Bengaluru:
Many customers of Indian IT firms are placing demands that go beyond the commercial construct of a fixed price project, a form of services contract where the company takes the responsibility for delivering a solution for a certain price and within a mutually agreed time-frame.
The arrangement is meant to give vendors flexibility in the staffing and execution of the project. But IT firms are battling what is called a “pseudo FP (fixed price)”, an industry parlance for customers controlling staffing requirements, including selecting campus recruits, keeping tabs on the operations and controlling the entire experience.
Though Indian IT companies don’t record a metric like “pseudo FP”, a large part of the FP contracts are said to be pseudo FP. Before FP contracts became popular, the standard contract was what is called a time and materials contract, where customers paid for the time spent by the IT vendor’s employees and the materials used by the vendor. In that model, customers exercised control over the employees they got.

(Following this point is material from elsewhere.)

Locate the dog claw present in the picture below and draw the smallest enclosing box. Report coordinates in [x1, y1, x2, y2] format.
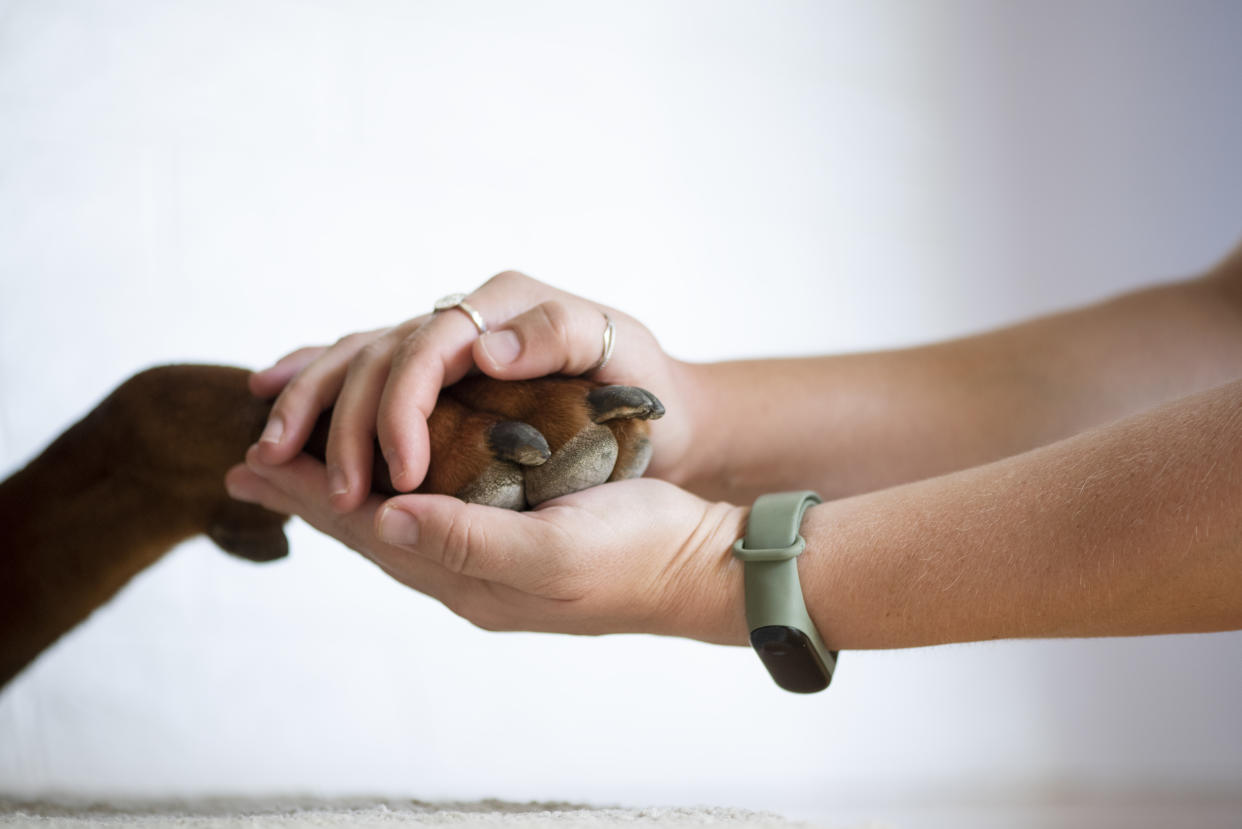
[488, 421, 552, 467]
[587, 385, 665, 424]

On “pseudo FP” contracts, Capgemini COO Thierry Delaporte said: “There is a lot of different models that exist across the organisation, spanning industries and from one market to another. In America it is probably a little more towards time and material. In Europe probably towards more fixed price. Sometimes the client likes to control things. Sometimes he likes to limit his risk or push his risk to someone else. You cannot have both. You cannot have at the same time full control on everything and push responsibility to someone else.”
Akhilesh Tuteja, global cyber security practice co-leader and heads of the IT advisory practice for KPMG in India, said, “A lot of contracts are outcome based and many clients expect a high degree of visibility into their delivery structure, skills and scale of people. It creates a risk management lever too,” he said.
Hansa Iyengar, analyst in London-based Ovum Research, said: “Customers do have a say in who the vendor hires and this is specifically prominent in roles such as architects, team leads, project managers, agile coaches, etc, as these roles have a direct impact on the delivery quality.”